Furthermore, North American and Grumman were both reluctant to let go of the responsibility for guidance of their vehicles. ''They [the two prime contractors] were really trying to understand how to design a guidance system,'' Aaron Cohen recalled, ''which we really didn't need. We really needed for them to understand what were their requirements for interface''—classic systems engineering language, which focuses on relationships between organizations and components.

Both companies wanted to define a guidance system that MIT would then build for them. The contractors were used to the air force or the navy which specified the system and let them do their thing. NASA was much more involved in the details, treating the contractors more like hired fabricators than design houses, a position hard for the contractors to accept. ''They felt they should have overall cognizance of the guidance system,'' Cohen said.61

The IL, too, saw itself as more than a designer of somebody else's machines. Trageser wanted complete responsibility for the guidance system, right down to installing it in the vehicle and ensuring it would work. Grumman engineers, by contrast, considered themselves not simply the designer of the ''airframe,'' but the systems integrator. If they were going to put the Grumman name on the spacecraft, then they'd do all the testing and ensure the guidance system was compatible and deliver to NASA a complete, working unit.

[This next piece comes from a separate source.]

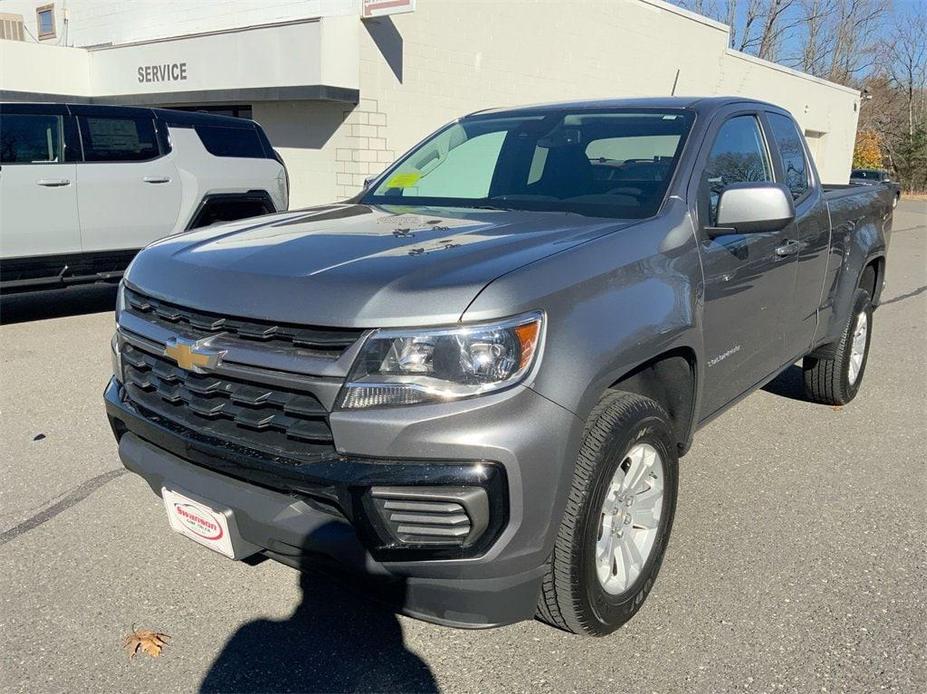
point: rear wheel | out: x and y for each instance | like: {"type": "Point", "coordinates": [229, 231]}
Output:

Joe Gavin, an MIT graduate, managed the project as a Grumman vice president. For years, the genial, soft-spoken Gavin had built fighter jets at Grumman under contracts traditional in the aviation industry. ''Now, we had the feeling,'' Gavin remembered about the early days of Apollo, ''that NASA thought they were hiring a job shop to carry out their design of a LM. We very clearly understood my god, we were going to design and build a LM that we had our name on, and we would argue every inch of the way, and we did argue every inch of the way ...we quickly became known as difficult.''62

Nor were the two contractors the same—IL engineers remembered the ''arrogance'' of Grumman—a very tough, technically competent outfit that gave them a difficult time—versus the ''pussycat'' of North American, a less experienced group (with many recently hired young engineers) more easily intimidated by the technical firepower of MIT. In Davey Hoag's words, ''it seemed to me that I could walk all over them [North

American]. I had to tell them the questions they should be asking me, and what did they really need to know so they could design their side to the guidance side.'' Whereas at Grumman, he said, ''they had a sharp team. I met my mettle there... I enjoyed that part of the stuff, but it was a struggle.''63

Eldon Hall remembered ''there were these two giants [North American and Grumman] beating us over the head from both sides. . . . It was just completely impossible to work with the two.'' Finally, in January 1963 NASA decreed there would be a single, common guidance computer, and it would be copied, nearly identically, in both spacecraft. This decision kept the work at the IL to a reasonable level, and consciously or not, added a level of redundancy to the system. Indeed, having a second identical guidance computer in the LM would do much to save the lives of the astronauts on Apollo 13.